This section is from the book "Cyclopedia Of Architecture, Carpentry, And Building", by James C. et al. Also available from Amazon: Cyclopedia Of Architecture, Carpentry And Building.
To secure a water-tight joint between old and new concrete,requires a great deal of care. Where the strain is chiefly compressive, as in foundations, the surface of the concrete laid on the previous day should be washed with clean water, no other precautions being necessary. In walls and floors, or where a tensile stress is apt to be applied, the joint should be thoroughly washed and soaked, and then painted with neat cement or a mixture of one part cement and one part sand, made into a very thin mortar.
Fig. 8. Rammer for Dry Concrete. (Shoe 6 inches square.).

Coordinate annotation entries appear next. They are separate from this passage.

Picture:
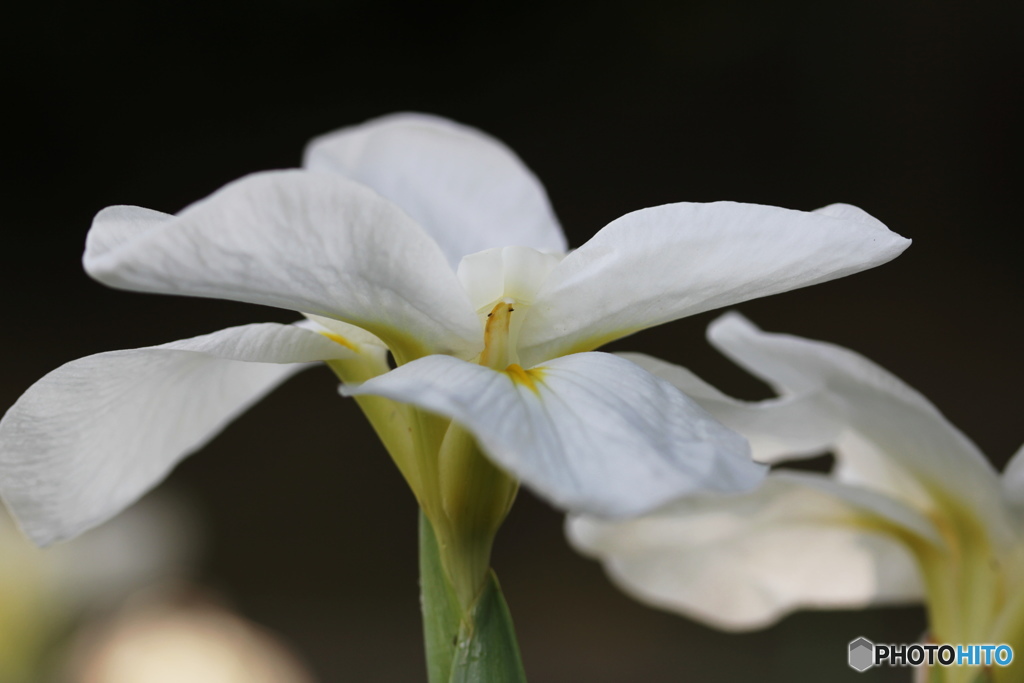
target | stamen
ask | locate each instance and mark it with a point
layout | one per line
(340, 340)
(497, 350)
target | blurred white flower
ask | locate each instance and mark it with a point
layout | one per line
(911, 512)
(432, 241)
(44, 592)
(156, 639)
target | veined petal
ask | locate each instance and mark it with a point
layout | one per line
(778, 429)
(744, 561)
(309, 242)
(655, 265)
(467, 188)
(93, 435)
(591, 432)
(897, 441)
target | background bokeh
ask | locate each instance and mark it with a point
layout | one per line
(910, 110)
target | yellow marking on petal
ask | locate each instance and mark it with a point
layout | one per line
(340, 340)
(527, 378)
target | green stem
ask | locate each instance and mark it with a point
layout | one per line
(473, 645)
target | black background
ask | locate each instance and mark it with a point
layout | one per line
(910, 110)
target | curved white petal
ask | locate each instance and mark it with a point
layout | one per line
(655, 265)
(777, 429)
(309, 242)
(897, 442)
(467, 188)
(1013, 478)
(90, 437)
(742, 562)
(591, 432)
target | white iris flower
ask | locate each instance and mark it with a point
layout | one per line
(418, 237)
(911, 512)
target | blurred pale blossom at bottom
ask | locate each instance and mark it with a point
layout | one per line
(114, 605)
(159, 640)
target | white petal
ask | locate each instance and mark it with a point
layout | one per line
(505, 272)
(777, 429)
(744, 561)
(591, 432)
(659, 264)
(301, 241)
(91, 436)
(897, 441)
(1013, 478)
(467, 188)
(156, 540)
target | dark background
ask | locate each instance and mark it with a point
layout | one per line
(910, 110)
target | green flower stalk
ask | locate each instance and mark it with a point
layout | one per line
(414, 241)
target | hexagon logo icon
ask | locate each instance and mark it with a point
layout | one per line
(861, 654)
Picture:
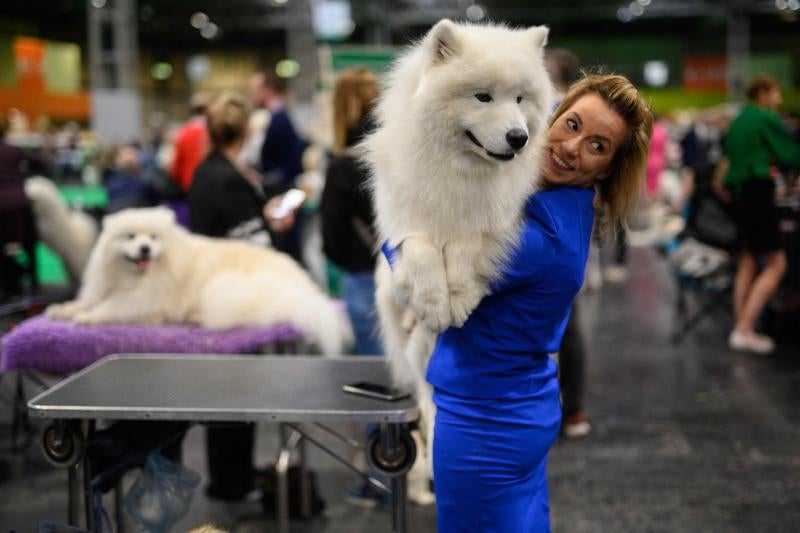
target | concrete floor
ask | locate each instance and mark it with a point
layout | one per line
(686, 437)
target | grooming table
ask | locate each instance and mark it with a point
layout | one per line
(289, 390)
(58, 347)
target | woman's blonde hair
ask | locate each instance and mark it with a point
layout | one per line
(227, 117)
(354, 95)
(618, 193)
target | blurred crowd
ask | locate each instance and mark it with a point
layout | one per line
(720, 199)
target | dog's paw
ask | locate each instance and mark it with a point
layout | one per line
(408, 320)
(432, 308)
(463, 300)
(87, 317)
(63, 311)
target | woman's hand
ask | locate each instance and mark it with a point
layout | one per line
(279, 224)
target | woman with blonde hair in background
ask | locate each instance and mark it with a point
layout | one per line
(347, 223)
(347, 215)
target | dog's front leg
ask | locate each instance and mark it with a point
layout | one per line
(419, 281)
(464, 283)
(66, 310)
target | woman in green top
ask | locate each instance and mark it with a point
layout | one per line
(756, 141)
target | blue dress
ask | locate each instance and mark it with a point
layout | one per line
(495, 386)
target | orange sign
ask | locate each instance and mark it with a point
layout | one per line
(29, 59)
(30, 95)
(704, 73)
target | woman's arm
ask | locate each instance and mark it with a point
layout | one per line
(781, 144)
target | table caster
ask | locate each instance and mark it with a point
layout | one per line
(391, 463)
(63, 444)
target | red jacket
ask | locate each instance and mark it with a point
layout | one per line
(191, 145)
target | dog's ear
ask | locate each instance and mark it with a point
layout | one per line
(443, 41)
(537, 35)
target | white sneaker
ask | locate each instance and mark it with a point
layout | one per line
(750, 342)
(616, 274)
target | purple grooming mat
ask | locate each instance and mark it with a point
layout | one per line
(58, 347)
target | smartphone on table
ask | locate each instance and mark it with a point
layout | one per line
(375, 390)
(292, 199)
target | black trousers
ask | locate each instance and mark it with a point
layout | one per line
(229, 449)
(571, 365)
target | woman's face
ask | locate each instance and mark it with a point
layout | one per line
(582, 142)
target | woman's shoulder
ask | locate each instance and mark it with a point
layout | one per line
(549, 205)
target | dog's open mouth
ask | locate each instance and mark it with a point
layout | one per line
(141, 262)
(502, 157)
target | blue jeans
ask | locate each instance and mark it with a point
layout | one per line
(358, 291)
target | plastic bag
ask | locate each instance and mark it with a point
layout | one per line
(161, 494)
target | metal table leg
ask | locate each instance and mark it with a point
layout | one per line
(72, 495)
(305, 481)
(282, 475)
(88, 497)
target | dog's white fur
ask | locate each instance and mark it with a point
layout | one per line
(453, 208)
(70, 234)
(186, 278)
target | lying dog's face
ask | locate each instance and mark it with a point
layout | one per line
(137, 236)
(139, 248)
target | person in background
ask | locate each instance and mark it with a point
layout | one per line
(126, 184)
(563, 68)
(281, 153)
(17, 224)
(756, 141)
(656, 160)
(191, 143)
(347, 215)
(495, 386)
(223, 203)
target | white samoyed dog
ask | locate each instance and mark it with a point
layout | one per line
(70, 234)
(460, 131)
(147, 269)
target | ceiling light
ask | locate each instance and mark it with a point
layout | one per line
(287, 68)
(199, 20)
(210, 31)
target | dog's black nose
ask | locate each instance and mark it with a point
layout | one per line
(516, 138)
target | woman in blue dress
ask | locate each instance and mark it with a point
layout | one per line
(495, 386)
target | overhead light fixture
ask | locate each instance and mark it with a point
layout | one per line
(199, 20)
(161, 71)
(210, 30)
(287, 68)
(656, 73)
(636, 9)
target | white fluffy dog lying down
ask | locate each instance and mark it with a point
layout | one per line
(147, 269)
(70, 234)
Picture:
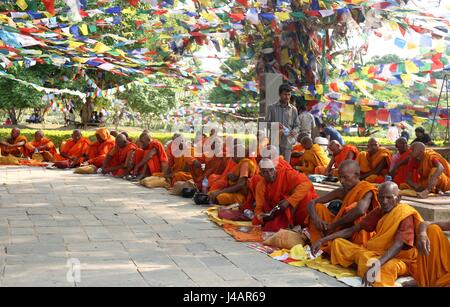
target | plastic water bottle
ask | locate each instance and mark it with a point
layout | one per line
(205, 185)
(249, 214)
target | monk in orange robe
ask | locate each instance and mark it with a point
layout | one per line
(340, 154)
(73, 151)
(98, 150)
(150, 159)
(392, 245)
(234, 190)
(180, 158)
(433, 261)
(399, 166)
(314, 159)
(432, 169)
(119, 160)
(41, 145)
(15, 145)
(284, 190)
(358, 198)
(375, 162)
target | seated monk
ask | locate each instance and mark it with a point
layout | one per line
(15, 145)
(375, 162)
(358, 198)
(180, 159)
(297, 150)
(314, 160)
(433, 261)
(399, 166)
(286, 189)
(432, 169)
(340, 154)
(98, 150)
(392, 245)
(118, 161)
(41, 145)
(150, 159)
(73, 151)
(234, 190)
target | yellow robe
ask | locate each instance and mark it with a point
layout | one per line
(346, 253)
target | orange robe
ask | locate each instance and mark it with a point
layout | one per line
(78, 149)
(349, 202)
(368, 163)
(314, 160)
(15, 151)
(180, 166)
(426, 170)
(434, 270)
(155, 163)
(246, 168)
(119, 156)
(290, 185)
(346, 253)
(98, 151)
(48, 152)
(402, 171)
(297, 148)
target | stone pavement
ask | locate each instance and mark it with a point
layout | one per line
(123, 235)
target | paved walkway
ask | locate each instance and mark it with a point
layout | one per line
(123, 235)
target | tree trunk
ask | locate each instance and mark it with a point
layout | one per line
(12, 115)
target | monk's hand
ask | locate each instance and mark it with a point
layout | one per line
(423, 194)
(423, 244)
(365, 280)
(316, 247)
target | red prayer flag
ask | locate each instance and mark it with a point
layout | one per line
(49, 6)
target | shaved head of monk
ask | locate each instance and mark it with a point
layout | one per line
(372, 146)
(76, 135)
(267, 170)
(335, 147)
(39, 135)
(15, 132)
(388, 196)
(144, 140)
(402, 145)
(417, 150)
(121, 140)
(307, 142)
(300, 136)
(349, 173)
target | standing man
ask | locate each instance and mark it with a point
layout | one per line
(286, 115)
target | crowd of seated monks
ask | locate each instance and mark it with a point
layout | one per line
(369, 220)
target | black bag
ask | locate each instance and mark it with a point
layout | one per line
(188, 192)
(201, 199)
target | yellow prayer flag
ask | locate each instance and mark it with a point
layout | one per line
(22, 4)
(411, 67)
(84, 29)
(101, 48)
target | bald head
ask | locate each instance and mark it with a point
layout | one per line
(335, 147)
(388, 196)
(402, 145)
(121, 140)
(307, 142)
(417, 150)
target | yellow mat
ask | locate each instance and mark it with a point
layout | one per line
(213, 215)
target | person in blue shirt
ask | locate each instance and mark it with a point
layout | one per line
(331, 133)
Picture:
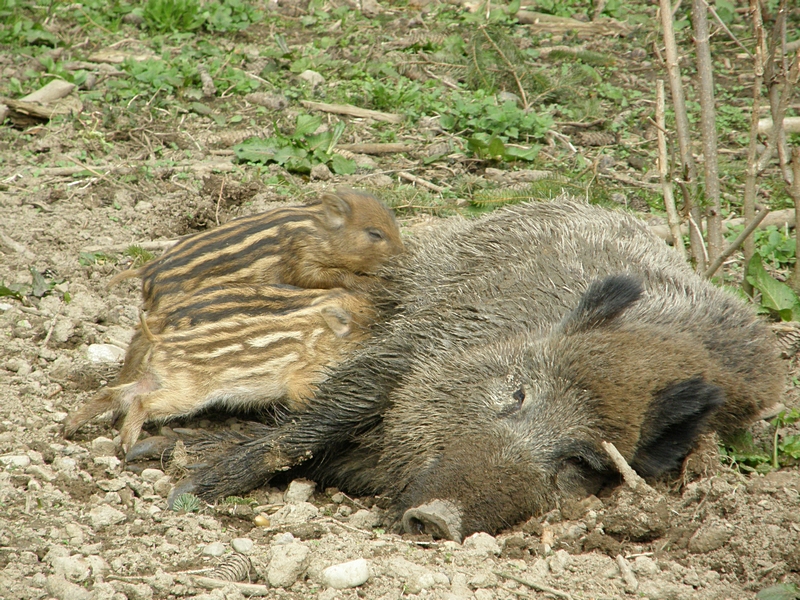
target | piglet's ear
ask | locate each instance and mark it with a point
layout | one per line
(337, 210)
(676, 417)
(602, 302)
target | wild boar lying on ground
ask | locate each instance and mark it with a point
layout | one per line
(512, 346)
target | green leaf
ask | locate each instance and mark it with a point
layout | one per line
(40, 285)
(775, 295)
(342, 165)
(6, 291)
(497, 148)
(306, 125)
(783, 591)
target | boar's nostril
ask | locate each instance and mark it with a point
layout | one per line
(438, 518)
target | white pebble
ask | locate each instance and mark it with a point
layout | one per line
(103, 516)
(289, 561)
(152, 475)
(105, 353)
(300, 490)
(346, 575)
(15, 461)
(214, 549)
(242, 545)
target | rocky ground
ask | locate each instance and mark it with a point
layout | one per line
(75, 193)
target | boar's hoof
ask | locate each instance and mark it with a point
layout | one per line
(156, 446)
(438, 518)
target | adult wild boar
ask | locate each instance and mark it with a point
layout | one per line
(512, 346)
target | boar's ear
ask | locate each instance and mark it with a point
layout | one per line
(337, 210)
(603, 301)
(676, 417)
(338, 320)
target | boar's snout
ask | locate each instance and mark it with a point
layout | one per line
(440, 519)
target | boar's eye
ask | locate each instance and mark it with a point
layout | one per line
(375, 235)
(519, 396)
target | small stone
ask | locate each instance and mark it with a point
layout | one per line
(299, 490)
(103, 446)
(288, 562)
(364, 519)
(214, 549)
(242, 545)
(710, 537)
(103, 516)
(312, 77)
(294, 514)
(346, 575)
(73, 568)
(152, 475)
(61, 589)
(482, 544)
(105, 353)
(15, 461)
(163, 486)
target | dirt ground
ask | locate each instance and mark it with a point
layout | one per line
(75, 524)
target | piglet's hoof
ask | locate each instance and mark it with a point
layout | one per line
(438, 518)
(150, 448)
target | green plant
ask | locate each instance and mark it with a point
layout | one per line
(186, 503)
(301, 150)
(173, 16)
(789, 445)
(776, 296)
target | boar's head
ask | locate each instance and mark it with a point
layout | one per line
(522, 426)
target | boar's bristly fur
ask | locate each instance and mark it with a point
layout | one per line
(516, 344)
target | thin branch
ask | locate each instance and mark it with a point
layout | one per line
(630, 476)
(509, 65)
(673, 219)
(736, 243)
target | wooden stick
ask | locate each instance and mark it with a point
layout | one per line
(736, 243)
(629, 475)
(673, 219)
(376, 148)
(354, 111)
(535, 586)
(419, 181)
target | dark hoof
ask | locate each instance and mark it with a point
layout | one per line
(186, 486)
(150, 448)
(438, 518)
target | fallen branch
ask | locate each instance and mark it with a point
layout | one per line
(375, 148)
(419, 181)
(247, 589)
(734, 245)
(354, 111)
(630, 476)
(545, 589)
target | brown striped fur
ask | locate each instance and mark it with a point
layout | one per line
(339, 241)
(235, 347)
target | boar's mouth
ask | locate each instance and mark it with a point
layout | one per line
(440, 519)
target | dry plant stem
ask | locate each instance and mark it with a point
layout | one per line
(354, 111)
(689, 172)
(708, 128)
(630, 476)
(248, 589)
(736, 243)
(751, 171)
(545, 589)
(673, 218)
(419, 181)
(509, 65)
(794, 192)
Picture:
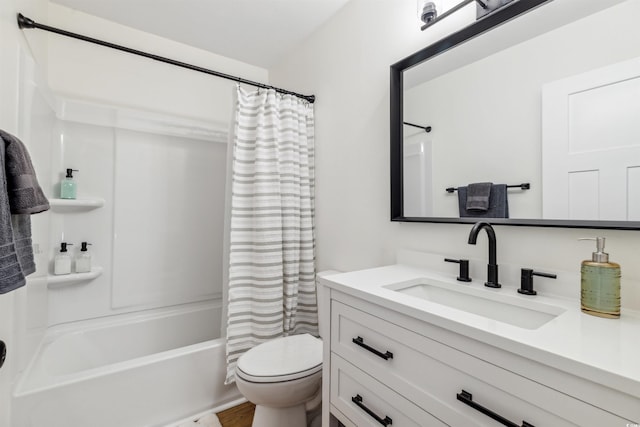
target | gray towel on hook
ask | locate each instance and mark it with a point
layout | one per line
(498, 203)
(23, 190)
(20, 196)
(478, 196)
(11, 275)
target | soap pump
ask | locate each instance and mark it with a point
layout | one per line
(68, 185)
(600, 283)
(62, 261)
(83, 260)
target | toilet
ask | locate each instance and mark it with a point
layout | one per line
(283, 378)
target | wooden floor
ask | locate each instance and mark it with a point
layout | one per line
(238, 416)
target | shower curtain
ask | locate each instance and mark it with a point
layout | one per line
(271, 283)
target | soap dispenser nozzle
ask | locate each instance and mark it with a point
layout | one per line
(599, 255)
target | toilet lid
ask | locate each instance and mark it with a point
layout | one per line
(282, 359)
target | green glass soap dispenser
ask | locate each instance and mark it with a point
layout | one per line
(68, 185)
(600, 284)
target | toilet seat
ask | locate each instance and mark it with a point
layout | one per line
(282, 359)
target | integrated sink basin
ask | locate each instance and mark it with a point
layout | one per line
(513, 310)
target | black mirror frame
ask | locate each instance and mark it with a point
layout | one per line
(475, 29)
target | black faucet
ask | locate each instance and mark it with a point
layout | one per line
(492, 267)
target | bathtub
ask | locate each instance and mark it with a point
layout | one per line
(139, 369)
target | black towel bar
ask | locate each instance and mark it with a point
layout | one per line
(523, 186)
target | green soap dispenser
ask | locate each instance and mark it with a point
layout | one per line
(600, 284)
(68, 185)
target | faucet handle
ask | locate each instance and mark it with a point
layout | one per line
(464, 269)
(526, 280)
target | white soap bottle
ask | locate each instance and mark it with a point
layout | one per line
(83, 260)
(62, 261)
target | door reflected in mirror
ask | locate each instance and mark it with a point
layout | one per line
(550, 98)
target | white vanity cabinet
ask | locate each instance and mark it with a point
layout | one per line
(384, 367)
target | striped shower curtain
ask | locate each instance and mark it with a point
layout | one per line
(271, 291)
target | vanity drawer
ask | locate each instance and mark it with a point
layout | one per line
(366, 402)
(432, 375)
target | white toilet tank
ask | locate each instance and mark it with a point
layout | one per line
(322, 325)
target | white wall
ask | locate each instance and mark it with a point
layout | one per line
(78, 70)
(82, 70)
(12, 45)
(151, 213)
(346, 64)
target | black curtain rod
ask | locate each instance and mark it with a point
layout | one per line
(24, 22)
(523, 186)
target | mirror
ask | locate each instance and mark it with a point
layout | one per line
(504, 97)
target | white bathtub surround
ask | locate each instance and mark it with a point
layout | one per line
(272, 247)
(150, 367)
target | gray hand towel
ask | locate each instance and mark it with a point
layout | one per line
(11, 275)
(498, 203)
(478, 196)
(23, 190)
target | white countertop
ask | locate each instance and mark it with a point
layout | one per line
(606, 351)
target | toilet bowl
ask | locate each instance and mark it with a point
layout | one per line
(283, 377)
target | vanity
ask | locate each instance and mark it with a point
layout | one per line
(410, 346)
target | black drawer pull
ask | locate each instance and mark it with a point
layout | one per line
(359, 341)
(358, 401)
(466, 398)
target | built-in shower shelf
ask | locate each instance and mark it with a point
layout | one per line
(73, 204)
(54, 281)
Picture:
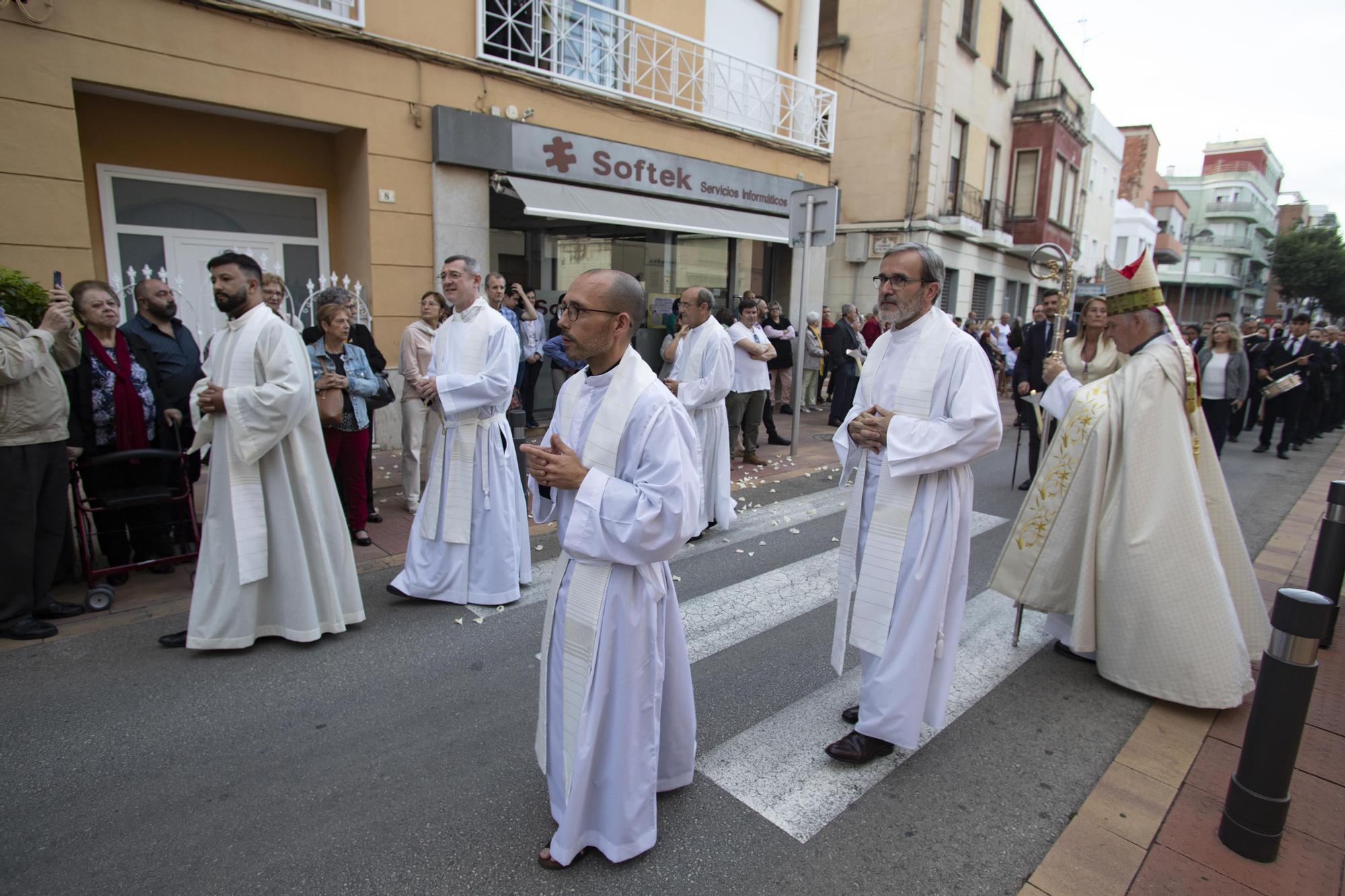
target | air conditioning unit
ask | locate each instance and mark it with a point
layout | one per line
(857, 248)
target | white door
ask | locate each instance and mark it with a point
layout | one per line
(188, 256)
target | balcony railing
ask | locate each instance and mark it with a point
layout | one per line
(599, 49)
(962, 200)
(1051, 96)
(344, 11)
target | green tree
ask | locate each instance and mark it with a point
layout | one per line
(1309, 263)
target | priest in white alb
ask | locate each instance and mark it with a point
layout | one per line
(926, 408)
(267, 565)
(1128, 537)
(618, 473)
(701, 377)
(469, 544)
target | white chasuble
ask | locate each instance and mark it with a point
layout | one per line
(1133, 534)
(617, 719)
(704, 374)
(469, 544)
(266, 567)
(906, 542)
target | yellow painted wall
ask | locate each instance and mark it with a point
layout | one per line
(52, 140)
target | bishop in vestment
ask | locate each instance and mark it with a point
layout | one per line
(469, 544)
(618, 473)
(926, 408)
(268, 564)
(701, 378)
(1128, 536)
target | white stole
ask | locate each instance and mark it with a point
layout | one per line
(237, 368)
(462, 459)
(588, 583)
(875, 595)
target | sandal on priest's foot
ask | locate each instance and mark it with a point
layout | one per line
(545, 860)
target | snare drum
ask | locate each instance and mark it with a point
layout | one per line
(1282, 385)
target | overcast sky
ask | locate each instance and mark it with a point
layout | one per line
(1231, 71)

Fig. 9. Rammer for Wet Concrete.
In the construction of tanks or any other work that is to be water-tight, in which the concrete is not placed in one continuous operation, one or more square or L-shaped joints are necessary. These joints are formed by a piece of timber, say 4 inches by 6 inches, being imbedded in the surface of the last concrete laid each day. On the following morning, when the timber is removed, the joint is washed and coated with neat cement or 1:1 mortar. The joints may be either horizontal or vertical. The bond between old and new concrete may be aided by roughening the surface after ramming or before placing the new concrete.